建設費120億円規模に リサイクルセンター整備(我孫子市)

[2026/3/10 千葉版]
 我孫子市が計画しているリサイクルセンターの整備事業について、建設費が当初想定より大幅に膨らんだことがわかった。予定価格を120億円程度に抑えるため、整備内容や要求水準書の見直しを進めており、募集要項の公表は当初想定していた4月より遅れる見込み。6月の補正予算案に債務負担行為を設定し、事業費を確保する方針だ。

 事業内容の見直しは、市議会定例会の一般質問で、大井一郎環境経済部長が明らかにした。

 市では、旧クリーンセンターを解体した跡地に、不燃や粗大ゴミ、プラスチック、空き瓶・空き缶などを処理するリサイクルセンターを整備することを計画。昨年11月に実施方針案と要求水準書案を公表した。

 事業手法はDBO方式、運営期間は20年間。1日当たりの処理能力は25.5t。

 当初想定では、2月に実施方針、4月に募集要項を公表し、11月の審査を経て、12月の落札者決定、2027年3月の契約締結を見込んでいた。整備事業者の選定方式は総合評価型・一般競争入札、設計・施工期間は27~29年度の3カ年。

 昨年10月にプラントメーカー5社に見積もりを依頼したところ、見積り価格の平均値は133億円で、昨年4月時点の概算事業費97億円から大幅に増額することがわかった。そこで、市では、予定価格を120億円程度に抑えるため、整備内容や要求水準書の見直しを進めている。

 市職員諸室や見学者設備、太陽光発電設備など、ごみ処理に直接関係ない設備を削除するよう精査を進めているほか、参加要件については、入札の競争性を確保するため、市の計画処理量と同等以上の案件を受注したことが確認できたプラントメーカー12社のうち、市の入札参加資格名簿に登録がある7社すべてが参加できる資格要件とする方向で検討している。
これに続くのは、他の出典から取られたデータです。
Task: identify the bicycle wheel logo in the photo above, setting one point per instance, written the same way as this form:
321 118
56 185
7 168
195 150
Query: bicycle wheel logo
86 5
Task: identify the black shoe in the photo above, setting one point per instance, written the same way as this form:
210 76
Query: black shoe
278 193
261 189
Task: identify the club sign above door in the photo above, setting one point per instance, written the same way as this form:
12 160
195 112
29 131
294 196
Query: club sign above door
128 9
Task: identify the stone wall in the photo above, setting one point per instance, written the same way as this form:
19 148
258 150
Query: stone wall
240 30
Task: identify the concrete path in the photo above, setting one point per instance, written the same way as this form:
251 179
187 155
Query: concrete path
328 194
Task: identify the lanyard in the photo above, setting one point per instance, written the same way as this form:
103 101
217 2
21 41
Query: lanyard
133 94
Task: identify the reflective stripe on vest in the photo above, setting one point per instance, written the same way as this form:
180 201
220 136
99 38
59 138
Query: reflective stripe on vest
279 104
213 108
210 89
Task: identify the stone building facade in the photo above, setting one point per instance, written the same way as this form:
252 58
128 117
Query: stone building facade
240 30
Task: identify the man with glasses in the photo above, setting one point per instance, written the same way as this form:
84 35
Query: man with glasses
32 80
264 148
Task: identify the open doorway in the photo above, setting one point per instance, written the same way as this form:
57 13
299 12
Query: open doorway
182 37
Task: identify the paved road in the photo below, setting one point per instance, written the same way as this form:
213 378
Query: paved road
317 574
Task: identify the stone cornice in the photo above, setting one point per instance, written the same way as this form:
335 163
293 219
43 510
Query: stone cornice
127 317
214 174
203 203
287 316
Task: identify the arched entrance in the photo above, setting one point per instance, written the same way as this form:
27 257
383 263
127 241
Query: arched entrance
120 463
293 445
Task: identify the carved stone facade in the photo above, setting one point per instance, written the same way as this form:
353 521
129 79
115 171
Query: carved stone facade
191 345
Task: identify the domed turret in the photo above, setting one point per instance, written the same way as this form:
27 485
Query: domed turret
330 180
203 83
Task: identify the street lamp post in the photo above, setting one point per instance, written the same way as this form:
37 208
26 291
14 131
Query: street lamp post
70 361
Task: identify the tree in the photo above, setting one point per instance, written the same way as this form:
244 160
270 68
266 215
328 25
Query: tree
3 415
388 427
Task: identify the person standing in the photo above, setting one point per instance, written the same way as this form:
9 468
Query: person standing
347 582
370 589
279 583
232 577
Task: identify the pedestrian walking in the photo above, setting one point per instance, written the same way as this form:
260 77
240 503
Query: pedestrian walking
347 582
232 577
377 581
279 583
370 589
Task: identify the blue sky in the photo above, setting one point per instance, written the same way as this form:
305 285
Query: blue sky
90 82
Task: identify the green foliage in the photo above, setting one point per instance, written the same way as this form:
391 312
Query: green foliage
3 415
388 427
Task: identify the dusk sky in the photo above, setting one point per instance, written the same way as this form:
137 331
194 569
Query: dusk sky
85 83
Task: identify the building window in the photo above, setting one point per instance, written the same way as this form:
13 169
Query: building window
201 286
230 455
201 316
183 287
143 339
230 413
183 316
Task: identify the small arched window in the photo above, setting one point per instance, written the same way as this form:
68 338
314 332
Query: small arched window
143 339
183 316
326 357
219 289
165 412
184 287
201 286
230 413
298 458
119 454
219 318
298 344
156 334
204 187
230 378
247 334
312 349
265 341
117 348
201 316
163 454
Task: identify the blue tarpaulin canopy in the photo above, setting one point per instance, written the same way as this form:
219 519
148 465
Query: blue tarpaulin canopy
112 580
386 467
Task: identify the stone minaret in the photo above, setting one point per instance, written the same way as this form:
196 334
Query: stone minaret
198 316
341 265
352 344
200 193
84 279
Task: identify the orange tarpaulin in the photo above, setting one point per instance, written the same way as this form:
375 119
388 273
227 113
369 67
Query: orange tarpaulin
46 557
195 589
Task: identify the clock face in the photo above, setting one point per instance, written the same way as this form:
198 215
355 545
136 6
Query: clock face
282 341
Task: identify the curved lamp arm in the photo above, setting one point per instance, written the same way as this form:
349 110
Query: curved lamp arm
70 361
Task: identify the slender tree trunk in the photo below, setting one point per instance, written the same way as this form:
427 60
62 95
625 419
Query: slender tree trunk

 運営業務委託費については、国庫補助金や起債などの特定財源を充当することができないことから、可能な限り費用の低減ができるよう委託内容を精査し、物価変動を考慮した契約内容とする方針だ。

 発注支援業務は国際航業(東京都新宿区)に委託、旧クリーンセンターの解体と土壌汚染対策工事は、村本・板橋特定建設工事共同企業体が担当している。